Battling Alien Invaders -- it's broom season again!

Scotch broom - bud to seed pod

Starting April 22, a STARFLEET team will beam down to Port Alberni armed with loppers and saws in place of their trusty phasers, launching their 2017 campaign against Scotch broom.  The STARFLEET group challenges clubs, businesses, school classes, families and individuals to boldly go and adopt a patch of land to keep it broom-free.

Broom needs to be cut while in bloom, before seed pods form.  Brooming season has been sneaking up on us as climate changes.  STARFLEET group president Gillian Shearwater recalls broom peaking in mid-June.  However, in the past few years, it has been fully seeded by the end of May.  The Trek fans now begin cutting in the last ten days of April, every weekend for four weekends, racing to beat seed formation.

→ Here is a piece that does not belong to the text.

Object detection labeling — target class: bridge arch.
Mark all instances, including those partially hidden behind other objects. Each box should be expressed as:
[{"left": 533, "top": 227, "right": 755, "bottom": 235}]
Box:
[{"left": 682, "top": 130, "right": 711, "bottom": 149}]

Green pods ripen after cutting, scattering some 18,000 seeds per plant.

To learn about cutting broom safely and effectively, the website at Broombusters.org offers an excellent video tutorial.  Everyone is asked to post their broom cuts to the website to inspire others.  Essential safety gear includes eye protection, gloves, long sleeves and pants, closed-toe lace-on boots, and sun protection.  Knee pads are highly recommended.

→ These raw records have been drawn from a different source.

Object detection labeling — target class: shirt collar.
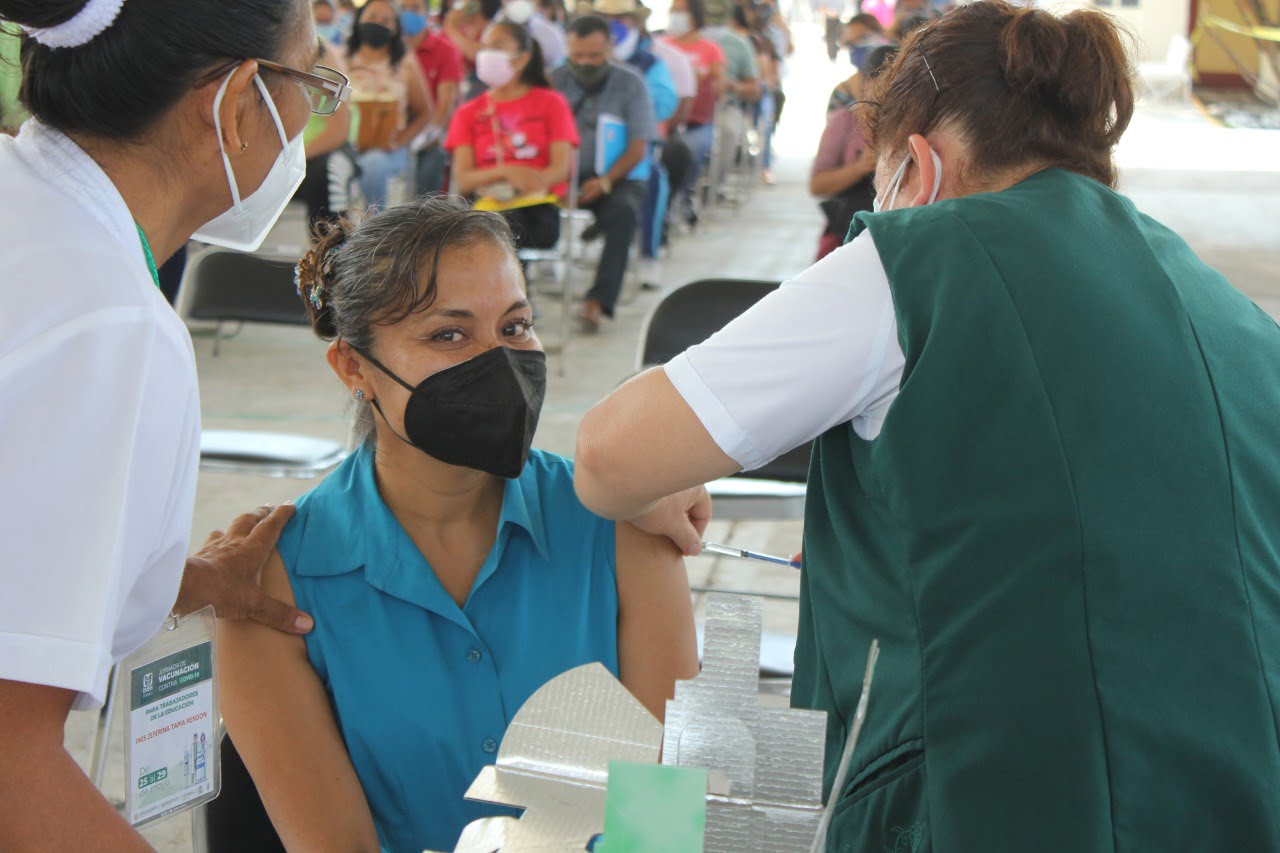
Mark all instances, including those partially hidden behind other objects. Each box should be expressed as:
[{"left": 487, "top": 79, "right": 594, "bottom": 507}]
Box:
[
  {"left": 294, "top": 443, "right": 550, "bottom": 573},
  {"left": 17, "top": 119, "right": 142, "bottom": 257}
]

Adopted patches can be a small as your own property or apartment grounds.  They can be group projects on public land where you need to coordinate with local or provincial government.  The City of Port Alberni can also recommend Adopt-a-Patch projects.  Broomers need to get permission from landowners or the appropriate level of government, and arrange for proper disposal BEFORE cutting.

This is down-and-dirty hand work, because each stem has to be cut at or below ground level for the cut to be effective.  Tools of the trade are long-handled loppers, with sturdy pruning saws for thicker stems.  Pulling up the plants just gives dormant seeds a better chance to sprout.  The disturbed soil opens up, the seeds fall into darkness, and moisture triggers their growth.  Weed eaters will not cut flush or below ground level.  Instead, they leave  sharp stumps hiding in the grass to gore the legs of other broom teams.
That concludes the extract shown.